Comment Re:(off topic) Re:Not new (Score 1) 89

The top of mine broke, but its quite fixable. The way it was made the top "brush" (twisted stranded wire) is soldered to a thicker wire in an "A" shape. It had two holes in the top end of the shaft, one of them cracked out. At this point the belt is a good 20 years old, but, last time I rigged it up to work for a few minutes it gives some sparks.

H+ ions eh? Just so happens I was looking at a water torch video recently (sadly, nearly everyone working on such things seems to be a crackpot who is trying to fit an oxyhydrogen generator to his car) and wondering if there was any other silly excuse I could use to set up a rig to make some hydrogen.

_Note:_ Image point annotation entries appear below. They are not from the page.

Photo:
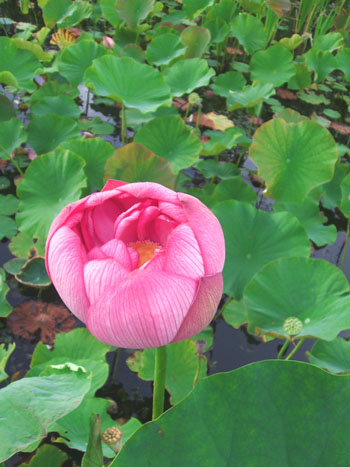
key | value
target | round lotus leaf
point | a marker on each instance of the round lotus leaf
(311, 290)
(293, 158)
(187, 75)
(254, 238)
(21, 64)
(164, 48)
(136, 163)
(272, 66)
(123, 79)
(74, 60)
(50, 183)
(170, 138)
(271, 413)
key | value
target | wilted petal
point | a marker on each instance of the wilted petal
(145, 311)
(203, 309)
(102, 276)
(66, 256)
(208, 232)
(183, 255)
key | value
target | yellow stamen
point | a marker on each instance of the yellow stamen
(146, 250)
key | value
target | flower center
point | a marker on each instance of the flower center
(146, 250)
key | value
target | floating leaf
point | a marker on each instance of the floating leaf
(75, 425)
(74, 60)
(12, 135)
(321, 307)
(257, 239)
(163, 49)
(46, 132)
(334, 356)
(249, 31)
(262, 394)
(30, 405)
(50, 183)
(90, 354)
(33, 273)
(95, 152)
(182, 367)
(195, 39)
(4, 356)
(293, 158)
(133, 11)
(11, 57)
(272, 66)
(119, 78)
(170, 138)
(135, 163)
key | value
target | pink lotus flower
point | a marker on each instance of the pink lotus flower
(138, 263)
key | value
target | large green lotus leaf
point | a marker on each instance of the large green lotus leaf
(195, 39)
(4, 356)
(30, 405)
(293, 158)
(5, 307)
(136, 163)
(187, 75)
(333, 356)
(309, 290)
(170, 138)
(343, 62)
(12, 135)
(75, 425)
(90, 354)
(46, 132)
(345, 200)
(164, 48)
(225, 83)
(254, 238)
(272, 66)
(74, 60)
(312, 219)
(249, 31)
(301, 78)
(50, 183)
(11, 57)
(62, 105)
(249, 96)
(329, 42)
(182, 367)
(321, 62)
(95, 152)
(272, 413)
(218, 28)
(46, 455)
(7, 110)
(136, 85)
(133, 11)
(110, 13)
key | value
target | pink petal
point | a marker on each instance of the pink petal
(208, 232)
(203, 309)
(113, 184)
(102, 276)
(183, 255)
(66, 256)
(145, 311)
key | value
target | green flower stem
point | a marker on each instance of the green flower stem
(296, 348)
(283, 348)
(346, 244)
(159, 382)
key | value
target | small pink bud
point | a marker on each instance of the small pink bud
(108, 42)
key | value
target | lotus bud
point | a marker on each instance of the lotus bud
(113, 438)
(108, 42)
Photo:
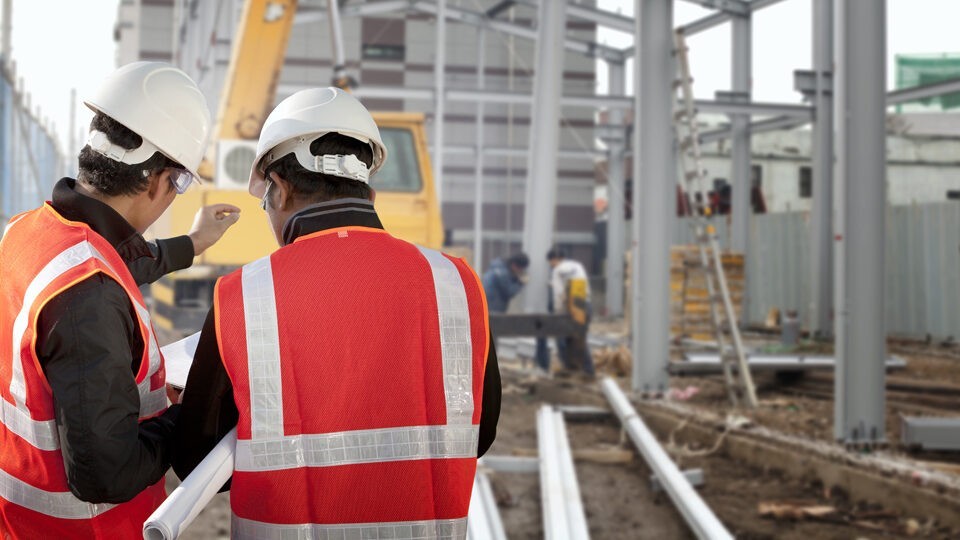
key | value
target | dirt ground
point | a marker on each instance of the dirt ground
(618, 498)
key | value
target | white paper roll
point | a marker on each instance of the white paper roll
(190, 497)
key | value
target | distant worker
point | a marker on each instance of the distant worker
(570, 289)
(85, 431)
(503, 280)
(357, 367)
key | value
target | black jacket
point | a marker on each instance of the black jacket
(208, 411)
(90, 348)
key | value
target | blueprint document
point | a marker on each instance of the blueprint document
(178, 357)
(185, 503)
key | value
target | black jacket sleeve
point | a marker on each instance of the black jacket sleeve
(168, 256)
(89, 347)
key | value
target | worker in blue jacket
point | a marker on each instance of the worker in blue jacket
(503, 280)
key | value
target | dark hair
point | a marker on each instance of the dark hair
(519, 259)
(319, 187)
(113, 178)
(556, 253)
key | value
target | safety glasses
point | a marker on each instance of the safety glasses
(181, 179)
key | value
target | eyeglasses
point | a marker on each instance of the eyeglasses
(266, 192)
(181, 179)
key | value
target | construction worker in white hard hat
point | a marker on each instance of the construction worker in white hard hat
(358, 368)
(84, 423)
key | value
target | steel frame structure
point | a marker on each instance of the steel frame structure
(860, 84)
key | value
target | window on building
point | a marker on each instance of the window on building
(393, 53)
(756, 176)
(806, 182)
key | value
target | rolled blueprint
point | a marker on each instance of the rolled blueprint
(178, 357)
(190, 497)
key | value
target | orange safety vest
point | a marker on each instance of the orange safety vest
(41, 255)
(357, 365)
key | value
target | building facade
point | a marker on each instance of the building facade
(396, 50)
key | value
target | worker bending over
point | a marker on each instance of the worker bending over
(85, 431)
(570, 288)
(357, 367)
(503, 280)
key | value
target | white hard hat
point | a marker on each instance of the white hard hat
(161, 104)
(303, 118)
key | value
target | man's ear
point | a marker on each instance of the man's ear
(282, 192)
(156, 182)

Course when you really get down to it, if you are going to go through that much trouble to make a table top accelerator, it seems like it would be easier to skip the electrical energy to mechanical energy and mechanical energy to electrostatic potential steps. Seems like charging a capacitor and using some sort of cathode/annode setup..... and that is how the VDG ended up in the museum :)

Though, still pretty cool. It may be one of the cheaper and safer ways to get some of the high voltages, high voltage diodes and capacitors are not exactly the cheapest components to build up ladders of.

The faint throbbing that returned to my elbow once in a while for several years after I got the bright idea to put a plastic report cover on the wall next to the VDG and let it run, discharging a stream of small sparks at the plastic surface. It lit up a bright, thick spark, close to 4" to my finger, and traveled right down to the elbow.

But as strong as it can be, at least you only have to deal with as much energy as you store. Not quite dealing with line current.